Grumbling under his breath, Grubb finally did as he was told and actually helped Alexa to mount; his parting shot being that the mare was probably with foal and shouldn’t be ridden too hard.
“Thank you, Mr. Grubb,” Alexa said sweetly. “I shall certainly try to remember all of your advice.”
“I’m afraid he is used to having his own way, and dreadfully outspoken,” Mary offered deprecatingly once they had set off. “But he’s been here for simply years, since the last Marquess of Newbury was still quite young, I believe. And he does understand horses and can do anything with them. Why, he’s the best horse doctor for miles around! So please excuse his lack of polite manners, won’t you?”
After Alexa had vowed insincerely that of course she understood and did not in the least mind his gruff manners, their ride actually became quite a pleasant experience in spite of the grey skies overhead. The mare tested her rider with a show of spirit and then settled down very well; and Mary pointed out different landmarks that might prove useful if Alexa ever needed to find her way home. She also pointed out one or two different paths that would make the journey between their houses even shorter, but added doubtfully that she did not think Alexa should attempt to try them yet because they tended to become slippery in wet weather and because falling tree branches could also prove quite a hazard.

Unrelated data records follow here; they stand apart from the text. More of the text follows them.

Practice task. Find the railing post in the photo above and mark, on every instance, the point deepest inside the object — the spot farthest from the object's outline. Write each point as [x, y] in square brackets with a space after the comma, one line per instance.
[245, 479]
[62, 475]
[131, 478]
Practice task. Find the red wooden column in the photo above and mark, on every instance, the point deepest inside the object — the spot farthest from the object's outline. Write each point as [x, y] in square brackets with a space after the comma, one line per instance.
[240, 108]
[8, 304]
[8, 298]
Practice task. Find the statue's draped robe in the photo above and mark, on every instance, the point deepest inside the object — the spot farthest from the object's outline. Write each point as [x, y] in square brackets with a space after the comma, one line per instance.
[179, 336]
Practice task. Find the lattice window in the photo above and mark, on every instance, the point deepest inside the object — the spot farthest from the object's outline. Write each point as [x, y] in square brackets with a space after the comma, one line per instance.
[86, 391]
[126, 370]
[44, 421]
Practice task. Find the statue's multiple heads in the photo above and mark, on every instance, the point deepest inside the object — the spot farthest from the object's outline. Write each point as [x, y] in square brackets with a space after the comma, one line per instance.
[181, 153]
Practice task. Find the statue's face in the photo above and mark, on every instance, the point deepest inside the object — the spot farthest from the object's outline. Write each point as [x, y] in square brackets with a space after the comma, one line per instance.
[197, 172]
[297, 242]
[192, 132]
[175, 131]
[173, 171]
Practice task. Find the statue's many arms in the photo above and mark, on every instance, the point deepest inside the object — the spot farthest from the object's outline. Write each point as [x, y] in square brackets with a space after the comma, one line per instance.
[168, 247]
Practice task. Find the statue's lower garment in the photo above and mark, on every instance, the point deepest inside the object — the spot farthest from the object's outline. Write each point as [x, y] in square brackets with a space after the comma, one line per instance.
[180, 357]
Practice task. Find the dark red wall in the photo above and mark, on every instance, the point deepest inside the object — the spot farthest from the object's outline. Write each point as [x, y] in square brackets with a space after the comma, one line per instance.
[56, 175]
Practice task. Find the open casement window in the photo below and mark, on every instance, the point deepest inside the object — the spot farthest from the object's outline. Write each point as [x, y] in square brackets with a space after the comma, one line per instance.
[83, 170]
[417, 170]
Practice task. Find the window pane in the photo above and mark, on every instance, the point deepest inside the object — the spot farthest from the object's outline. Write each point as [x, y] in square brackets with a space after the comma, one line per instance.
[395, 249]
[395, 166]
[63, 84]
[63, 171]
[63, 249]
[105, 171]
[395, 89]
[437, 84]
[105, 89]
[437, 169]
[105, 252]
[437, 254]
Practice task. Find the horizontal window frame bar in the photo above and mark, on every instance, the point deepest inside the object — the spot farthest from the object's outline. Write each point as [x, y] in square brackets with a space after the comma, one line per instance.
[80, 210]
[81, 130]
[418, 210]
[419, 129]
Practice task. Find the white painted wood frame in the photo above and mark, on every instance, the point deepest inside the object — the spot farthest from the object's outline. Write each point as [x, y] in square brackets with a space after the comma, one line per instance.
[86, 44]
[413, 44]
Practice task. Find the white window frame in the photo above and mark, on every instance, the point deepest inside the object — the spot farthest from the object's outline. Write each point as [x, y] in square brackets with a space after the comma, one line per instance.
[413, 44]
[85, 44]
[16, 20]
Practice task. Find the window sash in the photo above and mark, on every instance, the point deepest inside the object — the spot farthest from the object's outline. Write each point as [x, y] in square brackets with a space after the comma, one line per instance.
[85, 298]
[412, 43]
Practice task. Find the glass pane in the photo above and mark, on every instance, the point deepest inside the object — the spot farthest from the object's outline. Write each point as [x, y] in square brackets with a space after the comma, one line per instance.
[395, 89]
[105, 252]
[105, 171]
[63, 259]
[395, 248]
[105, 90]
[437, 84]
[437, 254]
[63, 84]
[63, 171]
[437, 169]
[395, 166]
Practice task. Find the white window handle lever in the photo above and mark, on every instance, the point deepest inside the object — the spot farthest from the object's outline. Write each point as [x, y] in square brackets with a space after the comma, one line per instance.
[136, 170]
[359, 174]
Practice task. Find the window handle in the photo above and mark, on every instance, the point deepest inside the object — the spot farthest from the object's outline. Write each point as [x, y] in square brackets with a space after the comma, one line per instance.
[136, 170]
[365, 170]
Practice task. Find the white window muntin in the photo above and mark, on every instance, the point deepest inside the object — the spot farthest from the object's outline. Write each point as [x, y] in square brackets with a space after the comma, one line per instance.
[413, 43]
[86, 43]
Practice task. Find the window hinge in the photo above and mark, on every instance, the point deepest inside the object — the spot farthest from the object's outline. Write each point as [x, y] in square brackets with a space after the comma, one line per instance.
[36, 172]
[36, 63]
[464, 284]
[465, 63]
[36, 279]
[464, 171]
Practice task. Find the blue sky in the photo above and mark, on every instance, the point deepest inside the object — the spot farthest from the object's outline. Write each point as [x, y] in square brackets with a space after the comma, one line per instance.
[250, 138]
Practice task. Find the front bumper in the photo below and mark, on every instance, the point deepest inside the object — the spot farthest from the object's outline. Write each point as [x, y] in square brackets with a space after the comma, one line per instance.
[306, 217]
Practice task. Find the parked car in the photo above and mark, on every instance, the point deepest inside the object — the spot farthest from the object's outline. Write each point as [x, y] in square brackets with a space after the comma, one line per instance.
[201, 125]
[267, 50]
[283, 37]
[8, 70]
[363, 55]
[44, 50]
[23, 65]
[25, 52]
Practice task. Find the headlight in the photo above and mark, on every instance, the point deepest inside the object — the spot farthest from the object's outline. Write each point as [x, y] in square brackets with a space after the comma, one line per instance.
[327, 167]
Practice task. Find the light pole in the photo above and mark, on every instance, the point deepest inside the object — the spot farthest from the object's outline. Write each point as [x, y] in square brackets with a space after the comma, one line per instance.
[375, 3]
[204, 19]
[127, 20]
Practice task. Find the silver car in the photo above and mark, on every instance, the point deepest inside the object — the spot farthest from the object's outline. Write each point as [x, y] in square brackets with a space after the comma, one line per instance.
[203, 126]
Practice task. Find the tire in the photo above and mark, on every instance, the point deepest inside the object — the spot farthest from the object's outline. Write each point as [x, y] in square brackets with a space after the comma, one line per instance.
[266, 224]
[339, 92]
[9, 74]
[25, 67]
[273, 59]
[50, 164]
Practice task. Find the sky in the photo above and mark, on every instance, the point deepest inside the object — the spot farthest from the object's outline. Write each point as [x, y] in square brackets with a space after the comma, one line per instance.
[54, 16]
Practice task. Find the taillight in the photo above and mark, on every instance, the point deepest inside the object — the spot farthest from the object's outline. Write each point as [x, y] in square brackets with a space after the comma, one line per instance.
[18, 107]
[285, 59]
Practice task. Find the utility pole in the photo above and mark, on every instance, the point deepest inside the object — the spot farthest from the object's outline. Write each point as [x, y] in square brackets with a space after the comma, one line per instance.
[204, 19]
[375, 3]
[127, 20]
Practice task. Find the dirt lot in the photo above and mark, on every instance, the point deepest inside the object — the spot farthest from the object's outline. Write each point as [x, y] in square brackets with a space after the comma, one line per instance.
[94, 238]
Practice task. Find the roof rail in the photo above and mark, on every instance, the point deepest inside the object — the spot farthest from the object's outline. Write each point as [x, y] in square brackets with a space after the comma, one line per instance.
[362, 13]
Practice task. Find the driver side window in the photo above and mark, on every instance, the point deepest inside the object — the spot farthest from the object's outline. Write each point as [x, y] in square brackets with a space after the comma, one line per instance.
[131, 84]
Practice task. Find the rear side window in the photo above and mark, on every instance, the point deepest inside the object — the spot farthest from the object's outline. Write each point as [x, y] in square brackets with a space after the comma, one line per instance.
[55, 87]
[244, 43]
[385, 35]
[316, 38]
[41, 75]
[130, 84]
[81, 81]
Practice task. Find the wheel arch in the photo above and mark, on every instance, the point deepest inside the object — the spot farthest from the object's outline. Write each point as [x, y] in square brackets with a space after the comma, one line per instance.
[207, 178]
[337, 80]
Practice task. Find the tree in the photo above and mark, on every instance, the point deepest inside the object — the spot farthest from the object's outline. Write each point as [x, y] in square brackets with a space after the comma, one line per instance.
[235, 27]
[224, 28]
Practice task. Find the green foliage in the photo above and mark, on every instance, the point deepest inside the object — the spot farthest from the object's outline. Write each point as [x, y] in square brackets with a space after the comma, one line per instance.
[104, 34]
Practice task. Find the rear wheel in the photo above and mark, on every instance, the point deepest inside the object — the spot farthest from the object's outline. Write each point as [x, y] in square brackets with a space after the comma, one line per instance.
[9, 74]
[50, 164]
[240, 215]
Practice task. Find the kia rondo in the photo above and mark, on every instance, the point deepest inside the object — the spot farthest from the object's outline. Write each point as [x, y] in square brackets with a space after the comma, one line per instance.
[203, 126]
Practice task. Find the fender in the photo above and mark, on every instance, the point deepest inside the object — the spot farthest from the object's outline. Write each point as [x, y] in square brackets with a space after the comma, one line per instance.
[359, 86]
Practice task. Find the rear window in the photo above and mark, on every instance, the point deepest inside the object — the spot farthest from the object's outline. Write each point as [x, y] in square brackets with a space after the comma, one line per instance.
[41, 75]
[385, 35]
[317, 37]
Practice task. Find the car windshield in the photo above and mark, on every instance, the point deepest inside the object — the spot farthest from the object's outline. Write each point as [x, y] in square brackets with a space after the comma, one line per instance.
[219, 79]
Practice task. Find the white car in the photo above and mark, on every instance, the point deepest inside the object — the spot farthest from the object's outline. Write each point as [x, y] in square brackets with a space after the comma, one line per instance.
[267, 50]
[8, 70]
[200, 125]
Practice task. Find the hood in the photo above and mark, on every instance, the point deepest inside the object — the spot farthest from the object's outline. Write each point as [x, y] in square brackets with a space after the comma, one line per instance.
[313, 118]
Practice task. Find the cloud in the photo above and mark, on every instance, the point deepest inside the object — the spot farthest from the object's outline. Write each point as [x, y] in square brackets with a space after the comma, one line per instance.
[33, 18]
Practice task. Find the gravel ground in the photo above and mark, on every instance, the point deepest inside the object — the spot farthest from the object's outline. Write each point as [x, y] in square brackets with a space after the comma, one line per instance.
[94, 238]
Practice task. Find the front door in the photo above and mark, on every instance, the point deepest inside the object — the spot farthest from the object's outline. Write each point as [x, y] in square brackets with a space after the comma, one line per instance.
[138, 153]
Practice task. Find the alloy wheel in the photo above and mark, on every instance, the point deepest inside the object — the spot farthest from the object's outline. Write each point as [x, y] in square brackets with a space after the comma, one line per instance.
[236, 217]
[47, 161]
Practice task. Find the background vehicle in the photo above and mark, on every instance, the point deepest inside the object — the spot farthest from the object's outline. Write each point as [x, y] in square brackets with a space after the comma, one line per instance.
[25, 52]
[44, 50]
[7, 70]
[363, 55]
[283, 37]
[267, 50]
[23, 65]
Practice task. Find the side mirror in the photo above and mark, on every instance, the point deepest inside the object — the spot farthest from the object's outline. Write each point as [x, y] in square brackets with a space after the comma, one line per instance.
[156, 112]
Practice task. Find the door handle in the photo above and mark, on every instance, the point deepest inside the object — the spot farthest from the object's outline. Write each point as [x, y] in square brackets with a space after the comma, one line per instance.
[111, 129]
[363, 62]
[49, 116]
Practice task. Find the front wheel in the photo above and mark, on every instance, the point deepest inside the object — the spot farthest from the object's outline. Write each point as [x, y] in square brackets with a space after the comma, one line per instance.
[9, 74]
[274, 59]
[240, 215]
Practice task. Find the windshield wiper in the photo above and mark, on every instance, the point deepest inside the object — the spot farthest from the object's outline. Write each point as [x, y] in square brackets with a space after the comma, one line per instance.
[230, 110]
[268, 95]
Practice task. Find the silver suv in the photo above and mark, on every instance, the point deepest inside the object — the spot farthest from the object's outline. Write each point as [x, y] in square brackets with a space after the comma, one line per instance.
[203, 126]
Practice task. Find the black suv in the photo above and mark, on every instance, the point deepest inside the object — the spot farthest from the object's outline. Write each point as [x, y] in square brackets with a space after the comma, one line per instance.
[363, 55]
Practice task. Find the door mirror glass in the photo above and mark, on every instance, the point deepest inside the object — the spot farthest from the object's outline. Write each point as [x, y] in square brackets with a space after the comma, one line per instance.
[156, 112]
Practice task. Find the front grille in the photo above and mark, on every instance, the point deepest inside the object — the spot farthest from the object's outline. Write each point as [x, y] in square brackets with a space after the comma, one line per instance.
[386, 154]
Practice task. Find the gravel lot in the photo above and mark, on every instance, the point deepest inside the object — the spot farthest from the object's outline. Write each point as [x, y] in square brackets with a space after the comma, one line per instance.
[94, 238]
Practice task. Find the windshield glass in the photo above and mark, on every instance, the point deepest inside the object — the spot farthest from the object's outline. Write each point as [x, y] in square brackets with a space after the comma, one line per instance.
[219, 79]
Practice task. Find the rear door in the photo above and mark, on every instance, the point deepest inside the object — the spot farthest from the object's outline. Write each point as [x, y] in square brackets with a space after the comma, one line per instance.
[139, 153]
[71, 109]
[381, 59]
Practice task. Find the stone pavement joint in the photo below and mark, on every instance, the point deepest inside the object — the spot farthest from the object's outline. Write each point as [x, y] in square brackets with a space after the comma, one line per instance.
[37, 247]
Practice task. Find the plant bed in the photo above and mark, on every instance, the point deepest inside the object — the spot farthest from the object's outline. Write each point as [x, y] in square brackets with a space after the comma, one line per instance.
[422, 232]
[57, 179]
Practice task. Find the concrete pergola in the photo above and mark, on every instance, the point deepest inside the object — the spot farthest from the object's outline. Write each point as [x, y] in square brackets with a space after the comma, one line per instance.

“I am so very glad that Nicholas married someone like you,” Mrs. Eden said suddenly, and then flushed as she added hesitantly: “You don’t mind that I call him that, do you? Only Guy and I came to know him so well that it seemed quite ridiculous to be so formal after a while. But you see, he’s always seemed so alone! Or as if he must always keep himself off at a distance as an observer, instead of... But how forward you must think me to say all this to you about your husband when you must know him so much better.”
“Alone?” Alexa found herself echoing, seizing on that one word for some reason.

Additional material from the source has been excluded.